Electrical conduction of thin metallic layers at high frequencies down to liquid helium temperatures

Abstract

The dependence of electrical conduction on current frequency has been studied in thin layers of pure metals at temperatures between 4.2°K and 297°K. The experimental data are given for frequencies up to 2 × 10 6 Hz. The thin layers were made by deposition from vapour on to cover glass substrates in a vacuum of 10 −6mm of Hg. As shown by the experimental data, the decrease in electrical resistance with the increase of the frequency is more pronounced in layers having large dc resistance.

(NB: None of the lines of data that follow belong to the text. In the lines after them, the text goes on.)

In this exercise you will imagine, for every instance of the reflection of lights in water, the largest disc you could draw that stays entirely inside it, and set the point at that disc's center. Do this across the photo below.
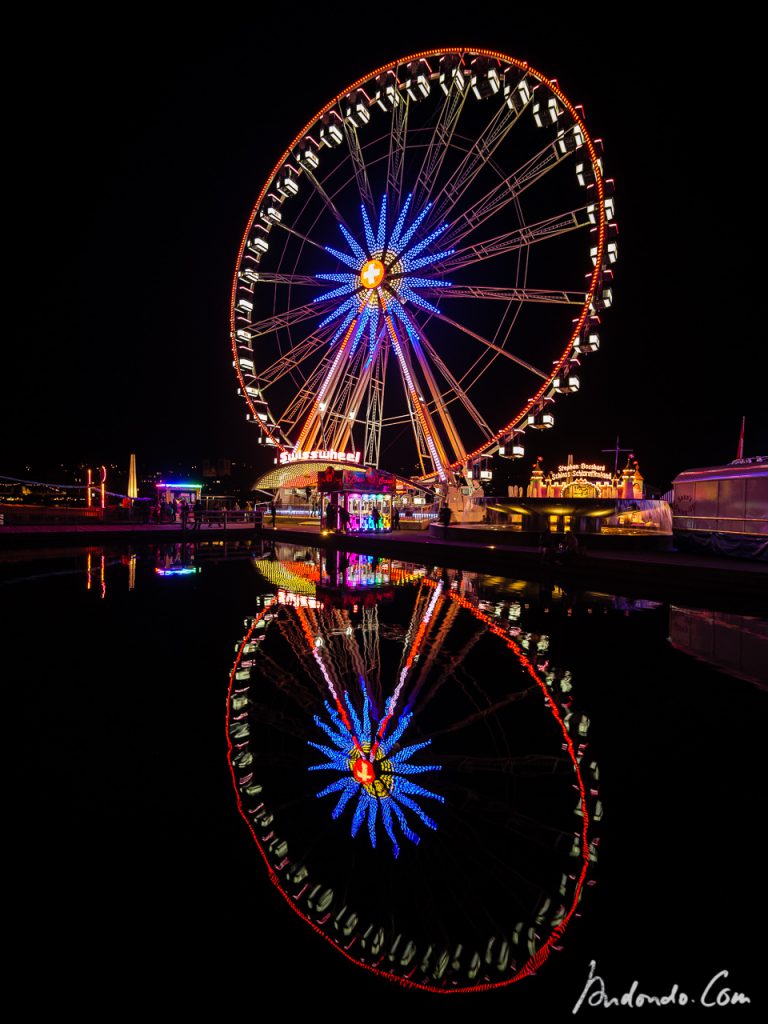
(378, 776)
(506, 809)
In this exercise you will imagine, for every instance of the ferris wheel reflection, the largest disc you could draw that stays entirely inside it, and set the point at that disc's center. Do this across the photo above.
(453, 768)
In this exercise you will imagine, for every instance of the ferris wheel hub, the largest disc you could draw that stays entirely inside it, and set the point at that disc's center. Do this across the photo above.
(372, 273)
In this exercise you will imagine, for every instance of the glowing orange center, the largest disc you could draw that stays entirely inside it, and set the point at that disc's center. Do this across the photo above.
(364, 771)
(372, 273)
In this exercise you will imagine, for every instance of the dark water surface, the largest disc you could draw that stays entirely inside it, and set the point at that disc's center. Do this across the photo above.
(514, 720)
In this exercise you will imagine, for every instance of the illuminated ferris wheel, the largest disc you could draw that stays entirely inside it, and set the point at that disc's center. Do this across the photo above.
(425, 267)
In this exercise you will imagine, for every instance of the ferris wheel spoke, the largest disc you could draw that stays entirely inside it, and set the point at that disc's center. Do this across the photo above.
(495, 347)
(518, 239)
(291, 360)
(421, 413)
(290, 279)
(477, 158)
(360, 172)
(456, 387)
(502, 194)
(396, 158)
(439, 144)
(329, 203)
(438, 406)
(325, 396)
(287, 318)
(298, 235)
(550, 296)
(299, 406)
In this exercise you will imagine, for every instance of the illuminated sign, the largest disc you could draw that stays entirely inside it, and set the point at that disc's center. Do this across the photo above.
(369, 480)
(372, 273)
(581, 471)
(320, 456)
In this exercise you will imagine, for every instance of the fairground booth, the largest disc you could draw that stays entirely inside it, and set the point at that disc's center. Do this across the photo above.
(181, 492)
(356, 500)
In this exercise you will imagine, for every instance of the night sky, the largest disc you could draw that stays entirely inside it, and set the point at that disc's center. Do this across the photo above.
(138, 159)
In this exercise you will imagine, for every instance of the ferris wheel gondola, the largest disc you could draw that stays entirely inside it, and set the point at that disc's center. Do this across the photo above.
(425, 267)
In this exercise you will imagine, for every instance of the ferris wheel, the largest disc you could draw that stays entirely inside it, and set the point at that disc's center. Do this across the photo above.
(424, 268)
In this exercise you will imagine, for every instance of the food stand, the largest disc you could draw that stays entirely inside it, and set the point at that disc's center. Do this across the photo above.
(357, 495)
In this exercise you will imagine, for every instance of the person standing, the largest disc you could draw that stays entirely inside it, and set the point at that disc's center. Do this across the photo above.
(444, 517)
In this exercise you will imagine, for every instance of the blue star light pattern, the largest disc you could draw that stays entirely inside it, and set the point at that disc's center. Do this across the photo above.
(370, 772)
(400, 255)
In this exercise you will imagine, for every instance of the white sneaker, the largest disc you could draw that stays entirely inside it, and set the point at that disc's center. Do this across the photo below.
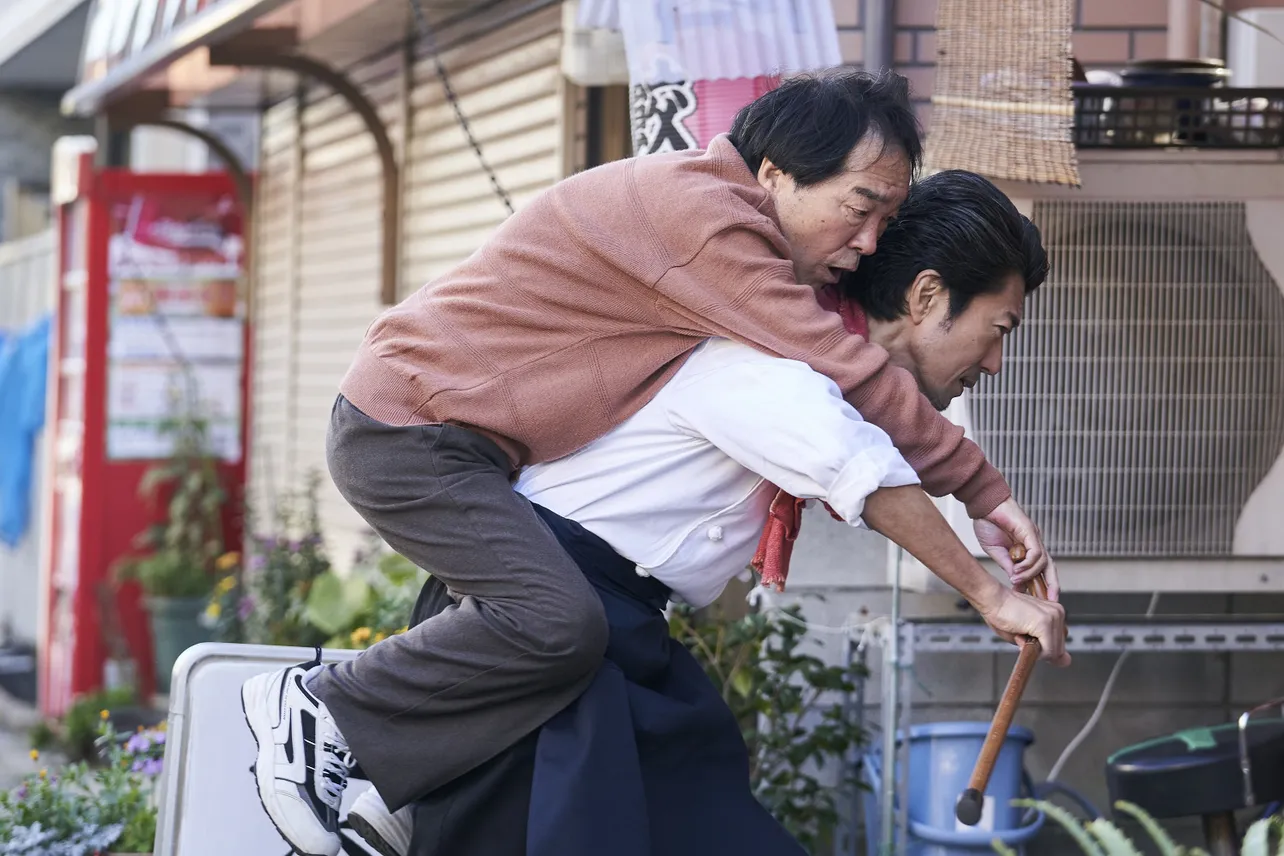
(303, 760)
(387, 832)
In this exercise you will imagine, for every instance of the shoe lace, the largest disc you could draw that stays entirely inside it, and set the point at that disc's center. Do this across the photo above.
(335, 764)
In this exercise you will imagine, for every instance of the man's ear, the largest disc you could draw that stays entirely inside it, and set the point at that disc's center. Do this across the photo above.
(925, 291)
(769, 176)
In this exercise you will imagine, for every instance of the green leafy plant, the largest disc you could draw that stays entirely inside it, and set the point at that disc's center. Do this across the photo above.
(1101, 837)
(370, 603)
(783, 700)
(181, 551)
(87, 809)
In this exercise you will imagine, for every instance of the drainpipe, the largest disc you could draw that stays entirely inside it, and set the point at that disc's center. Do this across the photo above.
(1184, 28)
(880, 18)
(1211, 26)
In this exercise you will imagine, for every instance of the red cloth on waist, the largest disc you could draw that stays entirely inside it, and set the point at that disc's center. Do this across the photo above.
(785, 519)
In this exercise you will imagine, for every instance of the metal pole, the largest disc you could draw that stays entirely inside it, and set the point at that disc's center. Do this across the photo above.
(880, 17)
(890, 698)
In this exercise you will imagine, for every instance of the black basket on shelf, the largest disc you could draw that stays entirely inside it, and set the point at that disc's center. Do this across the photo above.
(1147, 117)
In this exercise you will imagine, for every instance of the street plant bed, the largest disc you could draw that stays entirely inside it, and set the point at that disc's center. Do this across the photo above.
(86, 809)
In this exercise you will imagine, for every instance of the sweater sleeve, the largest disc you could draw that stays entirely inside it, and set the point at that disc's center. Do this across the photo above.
(737, 285)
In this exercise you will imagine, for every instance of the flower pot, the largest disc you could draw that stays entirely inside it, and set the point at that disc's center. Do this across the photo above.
(175, 628)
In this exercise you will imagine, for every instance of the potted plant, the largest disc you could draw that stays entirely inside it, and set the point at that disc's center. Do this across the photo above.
(177, 571)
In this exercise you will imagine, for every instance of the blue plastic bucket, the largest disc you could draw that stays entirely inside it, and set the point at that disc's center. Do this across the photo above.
(941, 756)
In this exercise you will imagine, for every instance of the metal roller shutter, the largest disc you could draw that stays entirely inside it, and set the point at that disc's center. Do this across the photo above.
(319, 221)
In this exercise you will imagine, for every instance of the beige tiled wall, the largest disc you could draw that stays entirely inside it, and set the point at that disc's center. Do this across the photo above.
(1107, 34)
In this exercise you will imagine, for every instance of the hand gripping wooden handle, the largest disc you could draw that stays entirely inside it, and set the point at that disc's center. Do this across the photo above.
(971, 802)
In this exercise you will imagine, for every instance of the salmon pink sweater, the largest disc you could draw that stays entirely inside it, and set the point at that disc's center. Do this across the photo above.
(582, 304)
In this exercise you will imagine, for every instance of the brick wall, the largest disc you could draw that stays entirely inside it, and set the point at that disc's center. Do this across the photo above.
(1107, 34)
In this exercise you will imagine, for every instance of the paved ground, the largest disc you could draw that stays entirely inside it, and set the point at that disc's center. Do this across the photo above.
(14, 761)
(16, 721)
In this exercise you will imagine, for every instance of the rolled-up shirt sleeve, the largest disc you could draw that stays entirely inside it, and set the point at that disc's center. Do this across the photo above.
(791, 425)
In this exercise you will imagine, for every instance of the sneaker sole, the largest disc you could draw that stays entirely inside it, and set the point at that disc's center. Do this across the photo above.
(253, 683)
(371, 836)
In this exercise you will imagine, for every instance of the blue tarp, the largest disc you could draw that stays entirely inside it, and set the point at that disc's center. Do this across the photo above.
(23, 371)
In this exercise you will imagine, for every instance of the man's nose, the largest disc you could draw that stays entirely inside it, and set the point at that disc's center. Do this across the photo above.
(866, 240)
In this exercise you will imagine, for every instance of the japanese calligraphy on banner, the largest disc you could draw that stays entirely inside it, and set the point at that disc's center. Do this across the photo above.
(118, 30)
(694, 63)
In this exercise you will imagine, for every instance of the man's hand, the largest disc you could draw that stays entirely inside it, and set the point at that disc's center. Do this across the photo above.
(1013, 615)
(1008, 525)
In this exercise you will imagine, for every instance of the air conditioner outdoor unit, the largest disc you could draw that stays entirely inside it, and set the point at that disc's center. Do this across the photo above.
(1139, 415)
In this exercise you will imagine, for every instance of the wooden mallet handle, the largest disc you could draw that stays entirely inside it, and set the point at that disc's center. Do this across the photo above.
(971, 801)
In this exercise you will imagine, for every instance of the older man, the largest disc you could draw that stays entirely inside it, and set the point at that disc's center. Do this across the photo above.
(670, 505)
(574, 315)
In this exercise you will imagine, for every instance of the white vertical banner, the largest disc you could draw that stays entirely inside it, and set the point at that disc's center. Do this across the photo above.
(695, 63)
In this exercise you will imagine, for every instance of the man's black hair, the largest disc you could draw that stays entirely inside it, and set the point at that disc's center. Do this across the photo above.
(959, 225)
(810, 123)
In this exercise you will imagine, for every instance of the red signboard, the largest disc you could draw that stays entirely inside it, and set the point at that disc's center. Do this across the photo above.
(150, 307)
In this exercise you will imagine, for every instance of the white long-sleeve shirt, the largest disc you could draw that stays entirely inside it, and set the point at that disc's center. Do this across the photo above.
(683, 487)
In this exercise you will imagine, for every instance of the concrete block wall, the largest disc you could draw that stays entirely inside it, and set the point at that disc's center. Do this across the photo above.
(30, 122)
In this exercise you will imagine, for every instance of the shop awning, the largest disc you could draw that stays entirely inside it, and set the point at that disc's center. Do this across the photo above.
(41, 44)
(127, 40)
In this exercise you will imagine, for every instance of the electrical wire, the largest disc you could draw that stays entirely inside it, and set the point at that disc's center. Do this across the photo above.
(1101, 703)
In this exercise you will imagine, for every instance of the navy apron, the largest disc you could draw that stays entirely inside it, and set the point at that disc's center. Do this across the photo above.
(647, 761)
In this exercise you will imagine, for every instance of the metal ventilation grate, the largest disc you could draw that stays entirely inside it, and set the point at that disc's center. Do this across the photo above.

In layers with negative temperature coefficients of resistance, this decrease is more rapid at low temperatures. The relation between the relative change in electrical conductance and the frequency drawn on a double logarithmic scale is a straight line with a slope equal to 2. On the assumption of a granular structure of the layers, an interpretation is suggested for these properties using an equivalent electric circuit consisting of an intergranular resistance, a bulk resistance of the metallic grains, and an intergranular capacitance which depends on the gaps between the grains. In some very thin layers the ac resistance diminishes continuously with the increasing frequency tending towards the value zero. The origin of this anomalous effect can be ascribed to stray capacitances. The estimation of the ratio between bulk and intergranular resistances discussed from the viewpoint of this theoretical circuit is compared with data from magnetoresistance measurements on ferromagnetic layers.